Now, Warren wants to return to eastern Antarctica to collect ice samples and see if their hypothesis holds true.

"It makes perfect sense," Ted Scambos, a senior research scientist at the National Snow and Ice Data Center who had no role in the research, said in an interview. "When you put it in a red-absorbing material, you're going to get green light coming back out," he explained.


A 1988  image showing dark green marine ice, at center.
IMAGE: WARREN ET. AL/JGR OCEANS 2019
A key element of green icebergs isn't just what they contain, but how they're made. Unlike ice atop glaciers, which is made of compressed snow, this ice is built from below in the ocean (hence the name "marine ice"). Small, plate-shaped ice crystals form in the frigid water below the ice shelf, and as these crystals float up, they "bump into" particles of glacier flour and carry them into the ice shelf. In a way, it's snowing from below, explained Warren.
Green icebergs aren't regularly seen. They're only visible in certain parts of Antartica where the glacial flour mingles with the ice, specifically the Amery Ice Shelf on the eastern side of the great continent. "The tourist ships don't go there," noted Warren. What's more, the green ice usually only becomes visible when an iceberg capsizes and flips over, exposing the green, iron-infused ice formed in the ocean. 

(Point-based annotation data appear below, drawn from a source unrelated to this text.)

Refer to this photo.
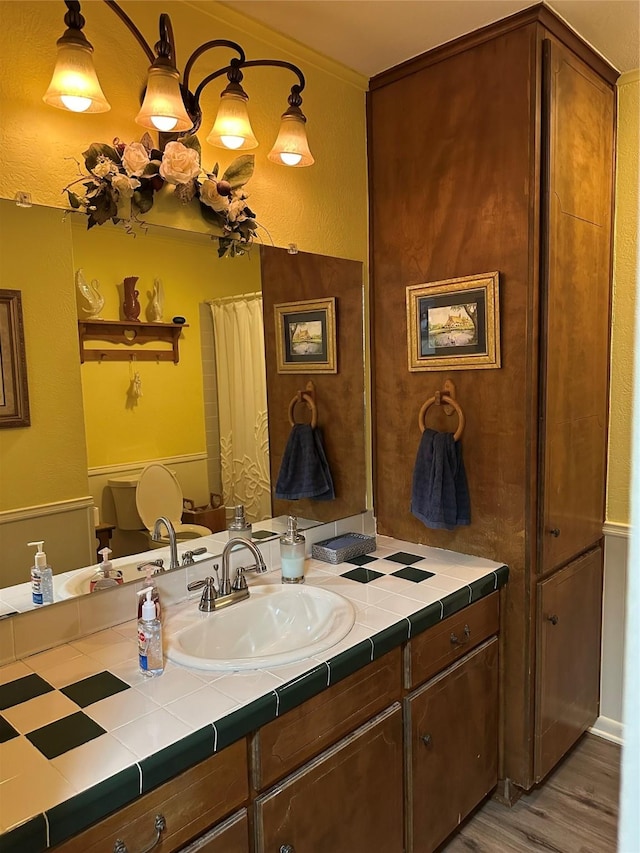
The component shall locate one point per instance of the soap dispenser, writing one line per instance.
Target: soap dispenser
(106, 577)
(292, 545)
(240, 527)
(150, 638)
(41, 577)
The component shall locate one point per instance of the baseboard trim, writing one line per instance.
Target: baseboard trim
(608, 729)
(12, 515)
(124, 467)
(616, 528)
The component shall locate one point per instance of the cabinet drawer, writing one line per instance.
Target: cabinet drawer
(436, 648)
(287, 742)
(190, 804)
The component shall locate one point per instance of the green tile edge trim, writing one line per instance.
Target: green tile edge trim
(239, 723)
(302, 688)
(31, 836)
(350, 661)
(390, 637)
(174, 759)
(74, 815)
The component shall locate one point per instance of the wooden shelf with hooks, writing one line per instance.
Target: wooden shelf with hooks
(129, 333)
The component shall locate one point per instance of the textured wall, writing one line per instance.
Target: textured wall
(322, 208)
(625, 277)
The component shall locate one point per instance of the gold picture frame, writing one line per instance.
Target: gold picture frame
(306, 336)
(454, 324)
(14, 392)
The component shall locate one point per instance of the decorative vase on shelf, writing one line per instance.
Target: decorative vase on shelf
(130, 304)
(156, 305)
(88, 298)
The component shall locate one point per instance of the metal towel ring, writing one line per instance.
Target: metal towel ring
(304, 398)
(448, 401)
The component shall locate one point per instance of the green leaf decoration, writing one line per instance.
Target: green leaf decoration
(191, 141)
(240, 171)
(94, 151)
(74, 200)
(143, 198)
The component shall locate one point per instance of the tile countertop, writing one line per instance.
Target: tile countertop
(83, 733)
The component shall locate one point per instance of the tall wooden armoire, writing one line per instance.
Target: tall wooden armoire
(495, 152)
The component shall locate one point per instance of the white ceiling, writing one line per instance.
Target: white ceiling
(370, 36)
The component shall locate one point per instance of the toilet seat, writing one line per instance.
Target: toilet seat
(158, 493)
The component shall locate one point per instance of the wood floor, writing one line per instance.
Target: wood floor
(574, 811)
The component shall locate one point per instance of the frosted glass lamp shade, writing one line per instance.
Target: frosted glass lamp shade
(291, 147)
(232, 128)
(163, 108)
(74, 85)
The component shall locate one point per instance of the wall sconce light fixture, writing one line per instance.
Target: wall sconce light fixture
(169, 105)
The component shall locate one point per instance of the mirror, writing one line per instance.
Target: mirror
(85, 428)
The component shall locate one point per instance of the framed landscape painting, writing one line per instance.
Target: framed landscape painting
(454, 324)
(306, 336)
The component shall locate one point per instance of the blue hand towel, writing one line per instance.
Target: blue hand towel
(304, 470)
(440, 495)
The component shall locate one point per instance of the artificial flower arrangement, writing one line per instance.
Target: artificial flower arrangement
(122, 181)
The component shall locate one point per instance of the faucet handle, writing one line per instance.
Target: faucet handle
(209, 594)
(239, 582)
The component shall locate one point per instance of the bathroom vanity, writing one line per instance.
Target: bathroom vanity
(384, 741)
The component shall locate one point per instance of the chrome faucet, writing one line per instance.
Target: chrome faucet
(173, 545)
(258, 567)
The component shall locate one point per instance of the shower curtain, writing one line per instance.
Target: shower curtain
(242, 403)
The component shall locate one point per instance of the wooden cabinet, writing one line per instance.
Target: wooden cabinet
(495, 152)
(349, 798)
(452, 746)
(568, 671)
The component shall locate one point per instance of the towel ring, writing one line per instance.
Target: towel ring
(449, 401)
(304, 398)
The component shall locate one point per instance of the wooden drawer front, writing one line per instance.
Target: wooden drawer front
(287, 742)
(232, 836)
(190, 803)
(432, 651)
(452, 747)
(348, 800)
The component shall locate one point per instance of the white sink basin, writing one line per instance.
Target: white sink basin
(276, 625)
(76, 583)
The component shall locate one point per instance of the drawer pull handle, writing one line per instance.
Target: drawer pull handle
(465, 638)
(160, 825)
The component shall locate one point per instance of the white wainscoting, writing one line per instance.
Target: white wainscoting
(66, 528)
(616, 542)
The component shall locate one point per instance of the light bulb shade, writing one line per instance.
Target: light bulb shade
(291, 147)
(74, 85)
(163, 108)
(232, 128)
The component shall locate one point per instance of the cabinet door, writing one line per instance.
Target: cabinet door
(452, 747)
(346, 800)
(568, 671)
(576, 304)
(232, 836)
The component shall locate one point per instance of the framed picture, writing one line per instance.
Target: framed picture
(306, 336)
(454, 324)
(14, 394)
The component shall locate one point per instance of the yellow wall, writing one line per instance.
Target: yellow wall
(322, 209)
(47, 461)
(624, 299)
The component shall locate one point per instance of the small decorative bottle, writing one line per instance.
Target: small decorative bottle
(150, 638)
(292, 546)
(240, 526)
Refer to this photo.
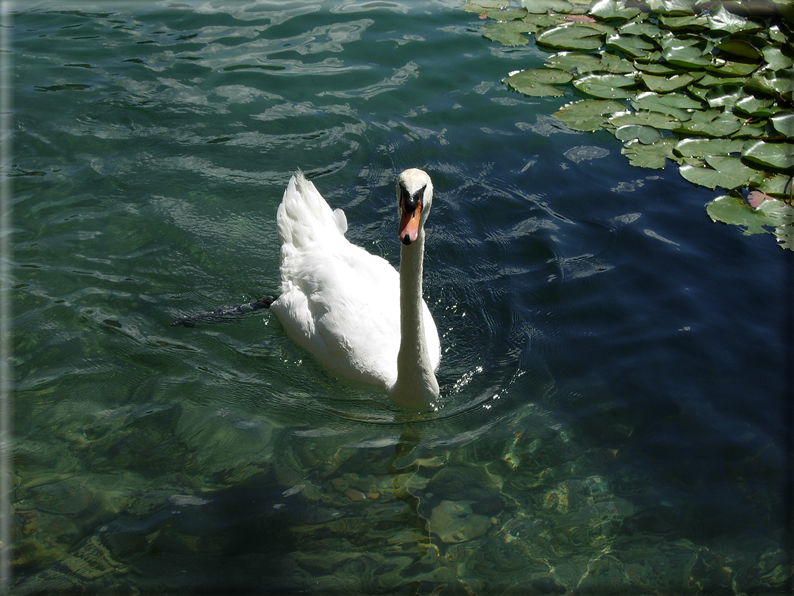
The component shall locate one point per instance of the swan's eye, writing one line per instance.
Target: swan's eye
(408, 201)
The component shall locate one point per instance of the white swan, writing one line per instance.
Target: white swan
(351, 309)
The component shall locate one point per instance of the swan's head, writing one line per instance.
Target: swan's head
(414, 196)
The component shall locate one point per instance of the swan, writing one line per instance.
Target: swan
(352, 310)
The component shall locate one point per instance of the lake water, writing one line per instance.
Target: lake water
(615, 411)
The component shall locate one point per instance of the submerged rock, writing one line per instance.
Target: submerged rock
(455, 522)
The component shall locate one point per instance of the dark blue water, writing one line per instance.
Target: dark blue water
(616, 369)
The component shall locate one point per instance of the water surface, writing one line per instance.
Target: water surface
(614, 412)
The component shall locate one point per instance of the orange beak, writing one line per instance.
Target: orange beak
(409, 225)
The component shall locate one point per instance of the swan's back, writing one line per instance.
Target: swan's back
(338, 301)
(305, 217)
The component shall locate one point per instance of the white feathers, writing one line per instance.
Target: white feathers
(338, 301)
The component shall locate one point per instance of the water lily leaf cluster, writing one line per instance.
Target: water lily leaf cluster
(705, 84)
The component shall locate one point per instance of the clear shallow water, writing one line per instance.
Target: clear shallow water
(614, 377)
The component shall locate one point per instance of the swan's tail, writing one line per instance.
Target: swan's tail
(224, 313)
(305, 217)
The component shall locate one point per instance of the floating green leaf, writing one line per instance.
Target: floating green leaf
(719, 77)
(754, 106)
(686, 51)
(727, 172)
(674, 104)
(507, 14)
(784, 123)
(653, 156)
(609, 9)
(645, 118)
(740, 48)
(773, 155)
(543, 6)
(483, 6)
(588, 115)
(779, 185)
(539, 82)
(684, 22)
(647, 135)
(728, 68)
(712, 123)
(657, 68)
(508, 33)
(667, 84)
(606, 86)
(733, 210)
(631, 45)
(722, 20)
(571, 37)
(645, 28)
(734, 172)
(697, 147)
(775, 83)
(776, 59)
(584, 63)
(726, 95)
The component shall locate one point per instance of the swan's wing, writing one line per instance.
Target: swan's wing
(305, 217)
(343, 307)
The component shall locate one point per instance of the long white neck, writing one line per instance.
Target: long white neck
(416, 385)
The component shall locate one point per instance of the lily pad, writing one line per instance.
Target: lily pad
(674, 104)
(632, 45)
(773, 155)
(686, 51)
(606, 86)
(740, 48)
(724, 171)
(539, 82)
(721, 19)
(584, 63)
(776, 59)
(750, 105)
(725, 95)
(731, 68)
(784, 123)
(712, 123)
(772, 83)
(588, 115)
(645, 118)
(483, 6)
(667, 84)
(734, 211)
(645, 28)
(610, 9)
(657, 68)
(647, 135)
(508, 33)
(684, 22)
(652, 156)
(543, 6)
(697, 147)
(571, 37)
(779, 185)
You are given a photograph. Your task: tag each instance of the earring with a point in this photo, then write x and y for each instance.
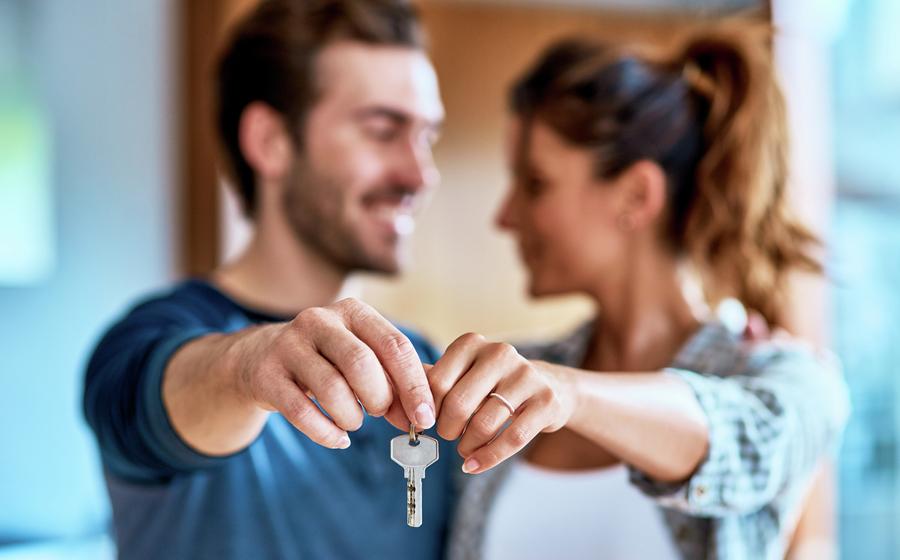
(626, 222)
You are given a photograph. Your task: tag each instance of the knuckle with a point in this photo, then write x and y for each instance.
(351, 308)
(309, 317)
(297, 411)
(469, 339)
(380, 407)
(444, 429)
(331, 386)
(502, 351)
(358, 360)
(397, 347)
(518, 436)
(482, 426)
(455, 405)
(440, 386)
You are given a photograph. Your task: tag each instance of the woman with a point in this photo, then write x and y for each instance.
(629, 170)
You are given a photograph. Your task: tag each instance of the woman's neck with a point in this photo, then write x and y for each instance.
(643, 317)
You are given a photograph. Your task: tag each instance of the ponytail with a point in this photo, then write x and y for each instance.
(739, 230)
(712, 116)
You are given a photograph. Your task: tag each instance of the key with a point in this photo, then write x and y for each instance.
(414, 453)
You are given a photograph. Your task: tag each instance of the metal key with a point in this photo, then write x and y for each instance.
(414, 453)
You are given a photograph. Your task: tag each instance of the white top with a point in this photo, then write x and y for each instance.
(541, 513)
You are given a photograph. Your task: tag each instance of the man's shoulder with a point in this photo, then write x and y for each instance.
(190, 302)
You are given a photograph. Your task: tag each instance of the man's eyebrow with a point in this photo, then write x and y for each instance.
(396, 115)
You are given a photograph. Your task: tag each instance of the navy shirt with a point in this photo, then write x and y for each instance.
(282, 497)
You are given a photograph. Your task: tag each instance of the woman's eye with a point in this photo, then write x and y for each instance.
(533, 186)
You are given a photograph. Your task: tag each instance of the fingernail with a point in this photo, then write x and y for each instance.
(470, 466)
(425, 416)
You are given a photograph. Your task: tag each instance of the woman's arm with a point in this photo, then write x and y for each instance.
(815, 537)
(703, 444)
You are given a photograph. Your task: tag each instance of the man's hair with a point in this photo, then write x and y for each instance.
(270, 57)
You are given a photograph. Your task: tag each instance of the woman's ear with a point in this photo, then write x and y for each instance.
(641, 198)
(265, 142)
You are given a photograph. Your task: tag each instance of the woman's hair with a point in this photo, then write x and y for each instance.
(710, 113)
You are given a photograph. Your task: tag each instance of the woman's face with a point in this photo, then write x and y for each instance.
(564, 219)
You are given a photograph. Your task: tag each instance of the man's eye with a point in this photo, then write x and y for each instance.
(382, 133)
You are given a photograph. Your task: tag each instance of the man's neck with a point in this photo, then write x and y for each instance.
(279, 275)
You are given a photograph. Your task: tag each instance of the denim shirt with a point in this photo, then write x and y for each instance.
(774, 412)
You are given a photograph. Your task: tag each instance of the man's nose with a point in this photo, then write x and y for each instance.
(416, 168)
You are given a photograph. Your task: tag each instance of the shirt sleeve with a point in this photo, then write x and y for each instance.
(767, 432)
(123, 394)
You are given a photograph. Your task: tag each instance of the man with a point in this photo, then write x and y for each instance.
(328, 110)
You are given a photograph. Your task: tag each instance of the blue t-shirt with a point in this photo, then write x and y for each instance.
(282, 497)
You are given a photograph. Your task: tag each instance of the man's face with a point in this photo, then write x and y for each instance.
(366, 166)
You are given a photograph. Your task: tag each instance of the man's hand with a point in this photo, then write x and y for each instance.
(341, 356)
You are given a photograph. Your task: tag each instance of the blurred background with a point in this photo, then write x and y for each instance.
(108, 189)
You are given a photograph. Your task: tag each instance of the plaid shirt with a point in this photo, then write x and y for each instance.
(774, 411)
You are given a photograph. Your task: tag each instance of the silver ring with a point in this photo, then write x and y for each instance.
(506, 403)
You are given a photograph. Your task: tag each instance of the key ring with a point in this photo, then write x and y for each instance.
(413, 436)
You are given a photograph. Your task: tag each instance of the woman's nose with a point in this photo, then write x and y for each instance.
(505, 217)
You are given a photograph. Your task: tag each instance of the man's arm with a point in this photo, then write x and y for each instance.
(219, 389)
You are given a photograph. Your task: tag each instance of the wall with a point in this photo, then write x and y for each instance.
(102, 69)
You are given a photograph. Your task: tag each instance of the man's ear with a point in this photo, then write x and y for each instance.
(265, 141)
(642, 194)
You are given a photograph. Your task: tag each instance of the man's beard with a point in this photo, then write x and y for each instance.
(313, 205)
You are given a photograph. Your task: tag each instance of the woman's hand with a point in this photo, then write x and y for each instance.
(542, 399)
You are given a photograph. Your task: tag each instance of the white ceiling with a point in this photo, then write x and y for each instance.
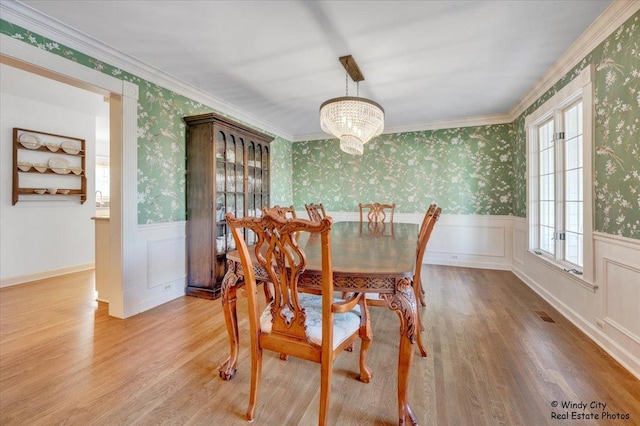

Marine ice freezes and forms under ice shelves.
IMAGE: AGU
So green icebergs haven't just been a mystery for decades, they're also not easy to spot unless you're on an expedition near the Amery Ice Shelf. 
A big question still remains about the green icebergs: "Why would anyone pay us to do that research?" Warren asked.
Green icebergs aren't just a natural curiosity, though. They may serve a critical purpose in the vast Southern Ocean, which is starved of iron. The phytoplankton that live here are the base of the food chain and need iron to grow. The green icebergs, then, might transport these vital nutrients out to sea.
"This could be an important source of iron," explained Warren. 
"These things would be like big shopping carts for the microbes that live there," added Scambos.